Dynamic Secure Access Control and Data Sharing Through Trusted Delegation and Revocation in a Blockchain-Enabled Cloud-IoT Environment

The Internet of Things (IoT) is vulnerable to leakage of private information during data sharing. To avoid this problem, access control and secure data sharing have been introduced in IoT; however, many challenges are faced because of centralized access control and single delegator selection. Additionally, blockchain is integrated into IoT to enhance the security of the environment. For that purpose, this research proposes dynamic secure access control using the blockchain (DSA-Block) model, which performs secure access control and data sharing. Initially, the IoT device attributes and user attributes are registered at a local domain authority (LDA) for generating private and public keys using the hyperelliptic curve cryptography (HECC) algorithm, which ensures the legitimacy of the users and devices. Then, the IoT devices send a request message to the edge nodes (ENs) via a gateway, which performs request filtration by validating the user's authenticity.
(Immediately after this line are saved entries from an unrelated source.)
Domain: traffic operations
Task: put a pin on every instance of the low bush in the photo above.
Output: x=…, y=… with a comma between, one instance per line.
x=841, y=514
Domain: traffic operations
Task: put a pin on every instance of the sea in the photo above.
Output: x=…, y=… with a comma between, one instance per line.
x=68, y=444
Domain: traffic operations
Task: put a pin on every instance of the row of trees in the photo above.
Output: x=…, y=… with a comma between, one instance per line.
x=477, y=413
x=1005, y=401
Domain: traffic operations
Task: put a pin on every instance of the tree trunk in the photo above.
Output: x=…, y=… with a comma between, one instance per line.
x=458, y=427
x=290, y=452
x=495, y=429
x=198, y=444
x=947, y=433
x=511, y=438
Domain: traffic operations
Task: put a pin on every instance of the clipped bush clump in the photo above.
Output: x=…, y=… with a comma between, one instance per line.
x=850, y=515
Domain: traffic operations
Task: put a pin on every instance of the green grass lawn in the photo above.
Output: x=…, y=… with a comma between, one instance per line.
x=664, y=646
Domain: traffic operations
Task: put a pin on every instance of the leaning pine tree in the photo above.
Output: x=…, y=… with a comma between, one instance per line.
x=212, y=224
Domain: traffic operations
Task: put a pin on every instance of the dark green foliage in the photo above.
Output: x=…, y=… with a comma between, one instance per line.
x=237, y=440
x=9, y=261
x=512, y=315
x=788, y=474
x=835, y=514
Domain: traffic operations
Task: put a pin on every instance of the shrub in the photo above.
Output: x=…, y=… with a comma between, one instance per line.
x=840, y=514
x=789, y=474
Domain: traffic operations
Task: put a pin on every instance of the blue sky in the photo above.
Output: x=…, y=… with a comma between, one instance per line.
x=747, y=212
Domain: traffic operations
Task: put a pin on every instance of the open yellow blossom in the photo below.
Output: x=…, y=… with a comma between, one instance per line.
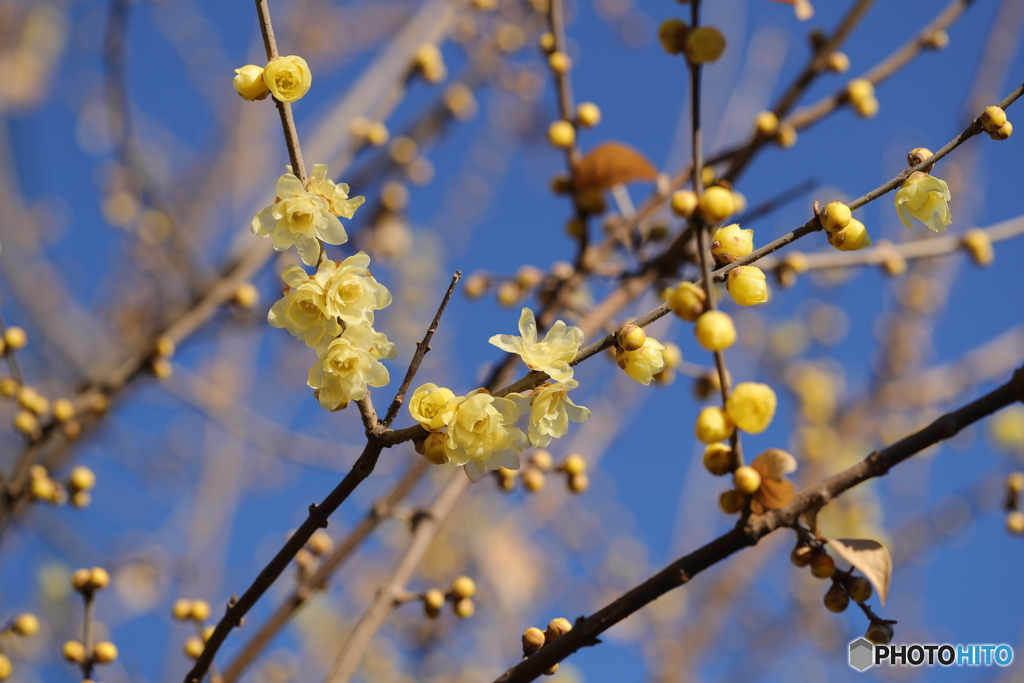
x=346, y=367
x=427, y=403
x=551, y=410
x=481, y=433
x=298, y=219
x=552, y=354
x=644, y=363
x=288, y=78
x=303, y=311
x=925, y=198
x=349, y=291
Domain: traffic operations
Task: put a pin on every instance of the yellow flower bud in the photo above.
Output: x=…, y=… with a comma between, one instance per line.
x=747, y=479
x=747, y=286
x=718, y=459
x=730, y=243
x=684, y=203
x=715, y=331
x=835, y=216
x=766, y=124
x=249, y=83
x=672, y=35
x=979, y=245
x=704, y=44
x=716, y=204
x=752, y=407
x=561, y=134
x=588, y=115
x=713, y=425
x=288, y=78
x=852, y=238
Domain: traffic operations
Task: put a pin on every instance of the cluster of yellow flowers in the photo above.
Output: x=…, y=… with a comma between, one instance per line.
x=288, y=79
x=478, y=430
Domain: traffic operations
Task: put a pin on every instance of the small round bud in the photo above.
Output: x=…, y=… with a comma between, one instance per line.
x=181, y=609
x=632, y=338
x=320, y=543
x=704, y=44
x=588, y=115
x=979, y=246
x=688, y=301
x=557, y=628
x=713, y=425
x=747, y=479
x=464, y=608
x=852, y=238
x=730, y=502
x=822, y=566
x=532, y=640
x=574, y=464
x=14, y=339
x=82, y=478
x=716, y=204
x=880, y=634
x=718, y=459
x=74, y=651
x=748, y=286
x=684, y=203
x=463, y=587
x=786, y=135
x=992, y=118
x=672, y=35
x=561, y=134
x=532, y=479
x=194, y=647
x=104, y=652
x=801, y=556
x=201, y=610
x=26, y=625
x=715, y=331
x=835, y=216
x=766, y=124
x=860, y=589
x=839, y=62
x=837, y=599
x=559, y=62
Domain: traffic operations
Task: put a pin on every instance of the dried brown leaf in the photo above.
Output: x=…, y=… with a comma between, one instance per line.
x=610, y=164
x=870, y=557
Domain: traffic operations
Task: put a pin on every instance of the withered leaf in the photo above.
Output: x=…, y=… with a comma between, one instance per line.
x=611, y=163
x=870, y=557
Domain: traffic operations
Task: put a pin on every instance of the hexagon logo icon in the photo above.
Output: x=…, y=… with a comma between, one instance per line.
x=861, y=654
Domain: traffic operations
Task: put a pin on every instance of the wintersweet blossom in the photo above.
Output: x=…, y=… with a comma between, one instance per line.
x=303, y=311
x=551, y=410
x=346, y=367
x=925, y=198
x=299, y=218
x=481, y=433
x=552, y=354
x=427, y=404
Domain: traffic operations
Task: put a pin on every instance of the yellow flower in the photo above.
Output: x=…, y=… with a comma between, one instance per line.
x=552, y=354
x=481, y=433
x=249, y=82
x=551, y=410
x=644, y=363
x=288, y=78
x=346, y=367
x=427, y=403
x=925, y=198
x=299, y=218
x=349, y=291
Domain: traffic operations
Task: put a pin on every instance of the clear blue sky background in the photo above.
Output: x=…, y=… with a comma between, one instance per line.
x=967, y=591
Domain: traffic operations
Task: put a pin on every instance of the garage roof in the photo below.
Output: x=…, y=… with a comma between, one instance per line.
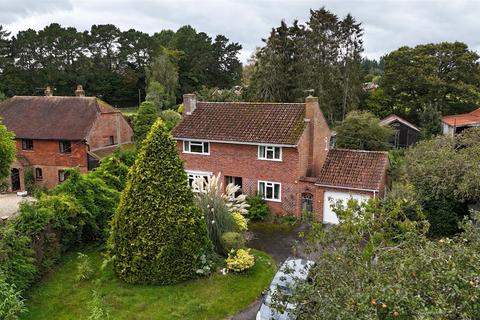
x=354, y=169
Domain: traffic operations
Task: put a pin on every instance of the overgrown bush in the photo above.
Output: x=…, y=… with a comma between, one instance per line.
x=232, y=240
x=240, y=260
x=158, y=234
x=11, y=302
x=258, y=209
x=84, y=267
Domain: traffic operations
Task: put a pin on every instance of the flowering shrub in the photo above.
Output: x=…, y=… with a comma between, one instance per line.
x=240, y=221
x=240, y=260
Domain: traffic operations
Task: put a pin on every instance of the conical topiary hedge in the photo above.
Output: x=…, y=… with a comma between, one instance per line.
x=158, y=234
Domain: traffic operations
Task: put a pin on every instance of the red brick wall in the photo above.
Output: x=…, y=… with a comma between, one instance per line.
x=46, y=155
x=106, y=125
x=242, y=161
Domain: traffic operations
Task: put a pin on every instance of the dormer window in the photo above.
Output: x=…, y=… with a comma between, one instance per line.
x=270, y=153
x=200, y=147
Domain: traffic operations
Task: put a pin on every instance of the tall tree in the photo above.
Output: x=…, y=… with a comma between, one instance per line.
x=159, y=236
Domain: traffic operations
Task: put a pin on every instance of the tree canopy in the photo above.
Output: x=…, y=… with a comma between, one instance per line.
x=363, y=131
x=111, y=63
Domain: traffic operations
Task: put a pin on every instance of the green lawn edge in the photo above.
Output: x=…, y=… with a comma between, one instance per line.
x=59, y=296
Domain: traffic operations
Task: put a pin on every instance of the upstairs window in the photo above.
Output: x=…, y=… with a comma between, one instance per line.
x=192, y=176
x=270, y=153
x=201, y=147
x=27, y=144
x=65, y=147
x=62, y=175
x=270, y=191
x=38, y=174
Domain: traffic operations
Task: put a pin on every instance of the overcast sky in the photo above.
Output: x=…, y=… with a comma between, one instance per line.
x=388, y=24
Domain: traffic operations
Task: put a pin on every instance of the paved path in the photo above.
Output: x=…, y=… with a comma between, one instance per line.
x=9, y=204
x=280, y=243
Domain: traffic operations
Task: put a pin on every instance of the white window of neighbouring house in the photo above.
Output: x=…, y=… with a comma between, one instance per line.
x=270, y=153
x=196, y=176
x=271, y=191
x=200, y=147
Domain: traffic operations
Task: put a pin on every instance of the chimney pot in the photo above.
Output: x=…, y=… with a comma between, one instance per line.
x=189, y=103
x=80, y=92
x=48, y=91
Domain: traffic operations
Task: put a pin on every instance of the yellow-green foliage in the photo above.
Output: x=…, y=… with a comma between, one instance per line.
x=241, y=260
x=158, y=234
x=240, y=221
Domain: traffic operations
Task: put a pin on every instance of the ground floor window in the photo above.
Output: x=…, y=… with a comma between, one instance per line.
x=196, y=176
x=38, y=174
x=62, y=175
x=270, y=190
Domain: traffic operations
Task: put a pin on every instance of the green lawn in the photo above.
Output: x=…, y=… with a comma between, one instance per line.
x=58, y=296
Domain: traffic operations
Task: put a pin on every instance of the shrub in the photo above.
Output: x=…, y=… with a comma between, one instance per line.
x=158, y=234
x=11, y=302
x=240, y=221
x=240, y=260
x=84, y=267
x=232, y=240
x=258, y=208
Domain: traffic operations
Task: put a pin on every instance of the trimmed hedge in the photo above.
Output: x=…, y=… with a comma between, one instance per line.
x=158, y=235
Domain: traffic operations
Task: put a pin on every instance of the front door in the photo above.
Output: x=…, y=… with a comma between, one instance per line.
x=307, y=202
x=15, y=174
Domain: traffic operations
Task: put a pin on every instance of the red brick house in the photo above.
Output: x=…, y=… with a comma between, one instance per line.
x=279, y=150
x=55, y=133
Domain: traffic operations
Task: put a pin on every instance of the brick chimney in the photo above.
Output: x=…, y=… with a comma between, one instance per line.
x=48, y=91
x=80, y=92
x=319, y=135
x=189, y=103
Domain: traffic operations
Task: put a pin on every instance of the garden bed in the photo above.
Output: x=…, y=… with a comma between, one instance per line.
x=59, y=296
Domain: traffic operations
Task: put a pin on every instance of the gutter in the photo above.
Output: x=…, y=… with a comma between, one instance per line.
x=238, y=142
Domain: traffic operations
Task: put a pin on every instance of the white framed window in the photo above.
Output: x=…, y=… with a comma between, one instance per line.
x=194, y=175
x=200, y=147
x=271, y=191
x=270, y=153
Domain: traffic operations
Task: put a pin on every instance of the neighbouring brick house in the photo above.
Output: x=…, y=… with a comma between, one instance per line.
x=55, y=133
x=279, y=150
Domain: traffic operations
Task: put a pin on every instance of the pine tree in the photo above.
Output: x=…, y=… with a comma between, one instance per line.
x=158, y=234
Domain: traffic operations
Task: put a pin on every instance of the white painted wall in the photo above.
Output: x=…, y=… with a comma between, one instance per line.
x=331, y=197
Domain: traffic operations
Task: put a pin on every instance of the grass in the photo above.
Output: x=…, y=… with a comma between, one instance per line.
x=59, y=296
x=129, y=111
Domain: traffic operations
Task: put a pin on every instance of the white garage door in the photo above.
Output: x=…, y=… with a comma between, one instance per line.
x=331, y=197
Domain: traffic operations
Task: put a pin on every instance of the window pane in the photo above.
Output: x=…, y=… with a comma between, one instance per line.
x=196, y=148
x=261, y=189
x=276, y=191
x=269, y=192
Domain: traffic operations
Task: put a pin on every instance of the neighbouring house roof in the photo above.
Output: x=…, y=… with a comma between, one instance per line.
x=465, y=119
x=248, y=122
x=56, y=118
x=354, y=169
x=393, y=117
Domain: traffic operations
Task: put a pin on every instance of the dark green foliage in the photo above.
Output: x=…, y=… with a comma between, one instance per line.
x=99, y=200
x=7, y=149
x=232, y=240
x=362, y=131
x=146, y=117
x=158, y=234
x=258, y=209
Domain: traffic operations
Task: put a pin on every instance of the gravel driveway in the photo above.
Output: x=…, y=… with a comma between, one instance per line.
x=9, y=204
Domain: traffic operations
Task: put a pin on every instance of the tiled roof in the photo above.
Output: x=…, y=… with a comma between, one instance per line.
x=58, y=118
x=459, y=120
x=393, y=117
x=276, y=123
x=355, y=169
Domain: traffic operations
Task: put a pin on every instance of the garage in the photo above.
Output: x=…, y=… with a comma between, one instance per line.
x=331, y=197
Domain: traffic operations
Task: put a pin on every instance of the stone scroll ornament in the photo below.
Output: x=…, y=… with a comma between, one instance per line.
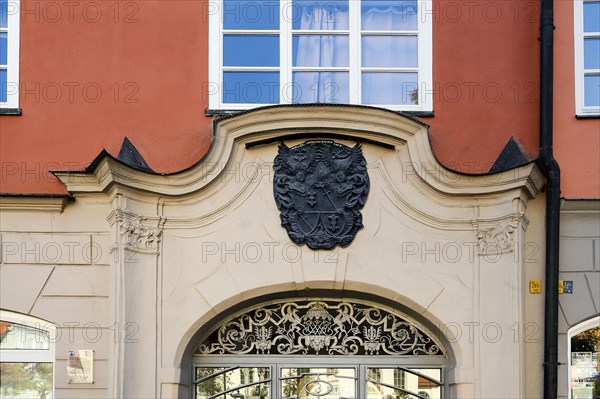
x=320, y=188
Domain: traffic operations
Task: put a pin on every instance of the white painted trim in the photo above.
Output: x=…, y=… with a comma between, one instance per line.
x=213, y=88
x=425, y=58
x=573, y=331
x=580, y=108
x=26, y=355
x=12, y=97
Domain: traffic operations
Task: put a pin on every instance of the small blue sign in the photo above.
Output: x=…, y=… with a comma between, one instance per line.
x=568, y=287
The filtered requests are sent to the edge server to perform access delegation using rock hyraxes swarm optimization (RHSO), which selects a set of delegator nodes. The access control decision is made by using the Trusted practical Byzantine fault tolerance (PBFT) consensus algorithm. The IoT data are stored in the cloud server for secure storage, in which the data are secured using a differential privacy mechanism. Finally, dual revocations, such as user attribute revocation and user revocation, are used to maintain security. The performance of DSA-Block is evaluated and the results demonstrate that the proposed DSA-Block model achieves superior performance compared to previous works.